Entre autres choses il nous dit :
"This is perhaps the crux of the matter : the subjectivity of taste means that it is impossible to be definitive about wether the iSomm (or indeed traditionnal decanting) improves the character of a wine".Ben non : à mon immodeste avis, c'est pas du tout le crux of the matter ! Car on s'en tamponne le coquillard avec une patte d'alligator femelle de savoir si ça improve le character de le wine ! C'est une vue de l'esprit cette amélioration, comme bien des "améliorations" d'ailleurs : question de point de vue et de goût personnel, de circonstances aussi !
La question me semble plutôt être de savoir si le bidule permet de reproduire efficacement et sans effet négatif le résultat d'un carafage traditionnel.
Or en l'état, au vu de ce que j'ai goûté : j'ai tendance à répondre "oui".
Au delà de ce simple constat : que le vin soit jugé meilleur ou pas, quoique cela puisse vouloir dire, cela dépendra bien sûr des référentiels de chacun.
Et ce que l'on convoque ou pas, comme le fait Richard Hemming, les mânes des grands anciens, en l'occurrence Emile Peynaud, à propos de la décantation des vins :
"Authorities as scientifically respectable as the late Professor Emile Peynaud argued that this is oenologically indefensible : that the action of oxygen dissolved in a sound wine when ready to serve is usually detrimental and that the longer it is prolonged - ie the longer before serving a wine is decanted - the more diffuse its aroma and the less marked its sensory attributes.".Bon, au delà du fait qu'Emile Peynaud évoque la décantation et non le carafage, il est amusant de constater que dans le même temps R. Hemming observe que les vins sont différents sans qu'il puisse dire lequel est supérieur aux autres.

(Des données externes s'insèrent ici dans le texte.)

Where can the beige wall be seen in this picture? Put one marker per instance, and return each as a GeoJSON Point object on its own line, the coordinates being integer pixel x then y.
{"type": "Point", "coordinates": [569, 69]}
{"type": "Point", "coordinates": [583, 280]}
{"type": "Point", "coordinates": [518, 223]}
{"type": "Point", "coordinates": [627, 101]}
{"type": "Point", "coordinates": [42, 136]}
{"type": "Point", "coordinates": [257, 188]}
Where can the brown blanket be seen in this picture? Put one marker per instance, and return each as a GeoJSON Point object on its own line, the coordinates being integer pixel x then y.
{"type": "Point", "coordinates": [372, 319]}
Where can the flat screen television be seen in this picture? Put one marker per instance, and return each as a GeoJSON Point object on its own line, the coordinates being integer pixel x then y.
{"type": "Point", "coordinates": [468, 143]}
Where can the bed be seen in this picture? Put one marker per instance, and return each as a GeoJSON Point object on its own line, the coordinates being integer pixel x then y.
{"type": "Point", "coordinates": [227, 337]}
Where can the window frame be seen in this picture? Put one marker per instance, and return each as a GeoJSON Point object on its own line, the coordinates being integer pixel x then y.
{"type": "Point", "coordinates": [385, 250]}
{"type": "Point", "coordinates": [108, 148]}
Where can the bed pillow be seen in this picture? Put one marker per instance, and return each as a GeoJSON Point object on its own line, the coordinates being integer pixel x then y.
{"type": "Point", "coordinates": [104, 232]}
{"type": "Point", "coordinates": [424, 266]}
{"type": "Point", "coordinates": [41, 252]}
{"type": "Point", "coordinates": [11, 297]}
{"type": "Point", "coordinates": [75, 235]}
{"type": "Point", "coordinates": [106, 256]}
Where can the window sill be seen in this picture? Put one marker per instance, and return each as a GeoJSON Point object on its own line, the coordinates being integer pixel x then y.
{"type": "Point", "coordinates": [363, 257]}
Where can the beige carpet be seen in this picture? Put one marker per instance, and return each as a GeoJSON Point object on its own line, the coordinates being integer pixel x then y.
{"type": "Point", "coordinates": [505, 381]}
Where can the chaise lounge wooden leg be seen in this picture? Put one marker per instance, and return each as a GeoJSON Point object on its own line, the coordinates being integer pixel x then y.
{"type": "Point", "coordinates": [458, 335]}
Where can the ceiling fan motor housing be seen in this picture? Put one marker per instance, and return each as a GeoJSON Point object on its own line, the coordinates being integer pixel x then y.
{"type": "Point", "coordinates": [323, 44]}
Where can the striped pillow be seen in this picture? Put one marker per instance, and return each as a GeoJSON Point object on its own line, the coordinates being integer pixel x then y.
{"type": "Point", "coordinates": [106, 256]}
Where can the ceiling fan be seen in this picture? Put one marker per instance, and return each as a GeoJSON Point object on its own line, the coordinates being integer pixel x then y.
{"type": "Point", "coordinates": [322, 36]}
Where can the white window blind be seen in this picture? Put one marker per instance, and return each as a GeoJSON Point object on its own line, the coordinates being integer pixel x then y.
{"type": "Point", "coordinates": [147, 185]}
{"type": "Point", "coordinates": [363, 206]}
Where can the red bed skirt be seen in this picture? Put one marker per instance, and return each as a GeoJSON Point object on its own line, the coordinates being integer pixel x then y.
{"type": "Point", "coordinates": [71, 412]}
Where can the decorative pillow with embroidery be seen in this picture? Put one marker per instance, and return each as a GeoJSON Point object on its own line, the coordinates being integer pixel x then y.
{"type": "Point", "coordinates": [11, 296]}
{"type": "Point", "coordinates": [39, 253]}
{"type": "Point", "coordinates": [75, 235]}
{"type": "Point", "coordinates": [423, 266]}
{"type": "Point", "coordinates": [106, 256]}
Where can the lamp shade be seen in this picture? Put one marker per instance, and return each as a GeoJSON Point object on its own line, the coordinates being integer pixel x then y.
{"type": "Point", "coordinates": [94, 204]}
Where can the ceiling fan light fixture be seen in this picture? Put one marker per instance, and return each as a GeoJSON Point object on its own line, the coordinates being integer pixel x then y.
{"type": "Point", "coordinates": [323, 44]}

Ce qui est peut-être un rien contradictoire avec la convocation de Peynaud qui précède ?
(Par ailleurs on peut s'extasier devant le génie de Thalès sans se sentir obligé comme lui - et Ovide - de défendre l'idée que la Terre est plate ... ou celui de Peynaud sans pour autant se sentir obligé de transformer tout ce qu'il a pu dire et écrire en parole d’Évangile (plus ou moins sortie de son contexte).
Pour conclure (enfin !) : la soirée fut intéressante tant par les vins qui y ont été proposés que par la découverte d'un lieu que j'ignorais ... mais aussi la découverte d'un outil dont, même si je n'envisage pas de m'en équiper (la version actuelle est à un tarif un peu plus que vaguement dissuasif pour le particulier que je suis ... mais une version allégée nous a été annoncée !), l'efficacité m'a semblé avérée.
(note pour très vite : penser à appeler Alain Albistur)
Ben voilà : c'était ma contribution aux 82èmes Vendredis du Vin, dont j'étais le président temporaire.
Dès Mardi (1er Février) le nouveau président sera Gérard Garroy.